The days of transcribing or manual note-taking are over because you will not be able to keep up with the new requirements manually. You see this in the federally mandated process that is in place to get all doctors computerized by 2013, as well as the proposed Medicare cuts starting in 2008. Unfortunately, the criteria is already being implemented in the form of payment denials and audits. You will need to be guided by an electronic system in order to be compliant. An electronic system that has the evaluative “connective patient” data I discussed above. For most of you, you have to “walk” before you “run.” If you have not transitioned into electronic medical records (EMR), now is the time. Communicating the need for interventional procedures effectively will determine if your office can withstand a post-payment audit without owing money back to the insurance carriers.

I believe the best defense will be in thorough electronic documentation via an EMR system that: 1) helps document your patient case, 2) helps guide you to the necessary steps for documenting correct E/M levels, and 3) provides expert guidance in the steps and decision-making needed to insure that you have presented a valid case for initial and follow-up pain management procedures.n

Addendum Billing/Coding Information: CPT Coding
62280 Injection/infusion of neurolytic substance (e.g., alcohol, phenol, iced saline solutions), with or without other therapeutic substance; subarachnoid
62281 Injection/infusion of neurolytic substance (e.g., alcohol, phenol, iced saline solutions), with or without other therapeutic substance; epidural, cervical or thoracic
62282 Injection/infusion of neurolytic substance (e.g., alcohol, phenol, iced saline solutions), with or without other therapeutic substance; epidural, lumbar, sacral (caudal)
62310 Injection, single (not via indwelling catheter), not including neurolytic substances, with or without contrast (for either localization or epidurography), of diagnostic or therapeutic substance(s) (including anesthetic, antispasmodic, opioid, steroid, other solution), epidural or subarachnoid; cervical or thoracic
62311 Injection, single (not via indwelling catheter), not including neurolytic substances, with or without contrast (for either localization or epidurography), of diagnostic or therapeutic substance(s) (including anesthetic, antispasmodic, opioid, steroid, other solution), epidural or subarachnoid; lumbar, sacral (caudal)

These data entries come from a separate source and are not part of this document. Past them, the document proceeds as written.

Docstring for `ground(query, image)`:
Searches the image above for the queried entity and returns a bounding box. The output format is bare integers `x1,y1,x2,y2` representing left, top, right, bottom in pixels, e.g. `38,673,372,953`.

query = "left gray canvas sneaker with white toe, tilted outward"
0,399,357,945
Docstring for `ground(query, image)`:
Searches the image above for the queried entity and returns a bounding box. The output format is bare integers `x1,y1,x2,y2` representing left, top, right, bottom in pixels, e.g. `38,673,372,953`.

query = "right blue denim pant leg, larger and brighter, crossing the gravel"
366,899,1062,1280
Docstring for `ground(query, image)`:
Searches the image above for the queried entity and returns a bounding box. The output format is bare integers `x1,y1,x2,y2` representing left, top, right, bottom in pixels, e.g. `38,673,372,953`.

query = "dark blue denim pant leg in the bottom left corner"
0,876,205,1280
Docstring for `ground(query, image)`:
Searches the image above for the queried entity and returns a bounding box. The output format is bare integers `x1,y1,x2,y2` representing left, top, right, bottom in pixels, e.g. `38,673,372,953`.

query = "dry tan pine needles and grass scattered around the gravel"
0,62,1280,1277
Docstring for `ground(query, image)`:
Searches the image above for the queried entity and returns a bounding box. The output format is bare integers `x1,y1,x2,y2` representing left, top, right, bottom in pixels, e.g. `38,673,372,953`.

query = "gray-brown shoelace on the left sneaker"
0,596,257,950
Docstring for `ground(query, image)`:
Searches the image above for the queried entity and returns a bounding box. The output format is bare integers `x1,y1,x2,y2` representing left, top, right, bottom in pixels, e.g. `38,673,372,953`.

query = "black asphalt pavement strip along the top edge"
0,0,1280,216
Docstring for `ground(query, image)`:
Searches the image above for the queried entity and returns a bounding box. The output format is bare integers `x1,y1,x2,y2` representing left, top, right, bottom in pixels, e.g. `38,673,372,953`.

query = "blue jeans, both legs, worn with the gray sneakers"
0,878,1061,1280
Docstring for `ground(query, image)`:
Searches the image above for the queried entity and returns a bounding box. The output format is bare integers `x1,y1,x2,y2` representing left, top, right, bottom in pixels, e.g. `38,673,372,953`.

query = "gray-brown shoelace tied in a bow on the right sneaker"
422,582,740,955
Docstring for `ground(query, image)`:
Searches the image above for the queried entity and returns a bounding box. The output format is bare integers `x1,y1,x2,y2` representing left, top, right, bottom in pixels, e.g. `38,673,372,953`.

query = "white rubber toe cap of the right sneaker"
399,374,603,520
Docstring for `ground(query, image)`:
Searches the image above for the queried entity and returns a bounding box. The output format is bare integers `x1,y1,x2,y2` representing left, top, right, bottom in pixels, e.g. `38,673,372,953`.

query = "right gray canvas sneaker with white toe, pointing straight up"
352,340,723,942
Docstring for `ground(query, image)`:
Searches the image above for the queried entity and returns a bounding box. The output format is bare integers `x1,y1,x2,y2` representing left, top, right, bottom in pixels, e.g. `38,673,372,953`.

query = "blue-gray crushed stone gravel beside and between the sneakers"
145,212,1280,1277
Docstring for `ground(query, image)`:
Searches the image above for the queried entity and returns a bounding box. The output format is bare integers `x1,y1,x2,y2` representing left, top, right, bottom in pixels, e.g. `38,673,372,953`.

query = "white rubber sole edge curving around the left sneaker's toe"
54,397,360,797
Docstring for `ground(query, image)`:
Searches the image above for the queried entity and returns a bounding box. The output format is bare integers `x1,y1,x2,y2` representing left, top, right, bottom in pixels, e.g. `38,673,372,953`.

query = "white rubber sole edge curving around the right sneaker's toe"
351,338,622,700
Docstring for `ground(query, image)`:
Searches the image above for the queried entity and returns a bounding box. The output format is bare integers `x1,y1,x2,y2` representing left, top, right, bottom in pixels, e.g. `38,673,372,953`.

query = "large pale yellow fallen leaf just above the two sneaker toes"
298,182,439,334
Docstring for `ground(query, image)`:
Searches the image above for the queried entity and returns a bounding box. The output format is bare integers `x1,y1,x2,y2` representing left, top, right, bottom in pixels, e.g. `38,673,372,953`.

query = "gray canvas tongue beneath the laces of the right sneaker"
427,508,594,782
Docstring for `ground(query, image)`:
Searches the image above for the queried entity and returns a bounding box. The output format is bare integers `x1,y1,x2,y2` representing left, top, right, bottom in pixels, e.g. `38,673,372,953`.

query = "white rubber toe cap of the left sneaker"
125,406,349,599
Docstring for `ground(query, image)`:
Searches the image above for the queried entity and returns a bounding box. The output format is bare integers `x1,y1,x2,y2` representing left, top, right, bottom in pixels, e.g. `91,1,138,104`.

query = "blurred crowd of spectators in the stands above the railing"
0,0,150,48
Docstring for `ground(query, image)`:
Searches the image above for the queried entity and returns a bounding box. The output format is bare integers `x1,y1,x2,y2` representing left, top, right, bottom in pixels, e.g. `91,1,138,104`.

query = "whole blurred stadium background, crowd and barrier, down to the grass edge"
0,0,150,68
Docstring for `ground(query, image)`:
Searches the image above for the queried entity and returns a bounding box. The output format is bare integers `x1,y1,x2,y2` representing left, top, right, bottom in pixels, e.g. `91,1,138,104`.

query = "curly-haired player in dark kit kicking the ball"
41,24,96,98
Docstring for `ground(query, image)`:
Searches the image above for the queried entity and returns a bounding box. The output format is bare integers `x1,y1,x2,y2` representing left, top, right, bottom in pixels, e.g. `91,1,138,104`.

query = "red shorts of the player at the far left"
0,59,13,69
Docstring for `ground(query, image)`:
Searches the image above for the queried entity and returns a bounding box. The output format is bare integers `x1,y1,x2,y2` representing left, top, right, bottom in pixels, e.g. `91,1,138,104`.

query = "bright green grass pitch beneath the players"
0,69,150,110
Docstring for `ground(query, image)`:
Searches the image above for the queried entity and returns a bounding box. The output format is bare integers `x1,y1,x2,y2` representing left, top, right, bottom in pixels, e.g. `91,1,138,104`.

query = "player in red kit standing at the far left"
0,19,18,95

62318 Injection, including catheter placement, continuous infusion or intermittent bolus, not including neurolytic substances, with or without contrast (for either localization or epidurography), of diagnostic or therapeutic substance(s) (including anesthetic, antispasmodic, opioid, steroid, other solution), epidural or subarachnoid; cervical or thoracic
62319 Injection, including catheter placement, continuous infusion or intermittent bolus, not including neurolytic substances, with or without contrast (for either localization or epidurography), of diagnostic or therapeutic substance(s) (including anesthetic, antispasmodic, opioid, steroid, other solution), epidural or subarachnoid; lumbar, sacral (caudal)
64479 Injection, anesthetic agent and/or steroid, transforaminal epidural; cervical or thoracic
64480 Injection, anesthetic agent and/or steroid, transforaminal epidural; cervical or thoracic, each addition level (list separately in addition to code for primary procedure)
64483 Injection, anesthetic agent and/or steroid, transforaminal epidural; lumbar or sacral, single level
64484 Injection, anesthetic agent and/or steroid, transforaminal epidural; lumbar or sacral, each additional level (list separately in addition to code for primary procedure)
Note: CPT codes 62310 and 62311 are for “single injections (not via an indwelling catheter),” codes 62318 and 62319 are for “injection, including catheter placement, continuous infusion or intermittent bolus.” Therefore, billing any combination of these two sets of codes (62310-62311 and 62318-62319) would not be allowed for the same patient on the same date of service.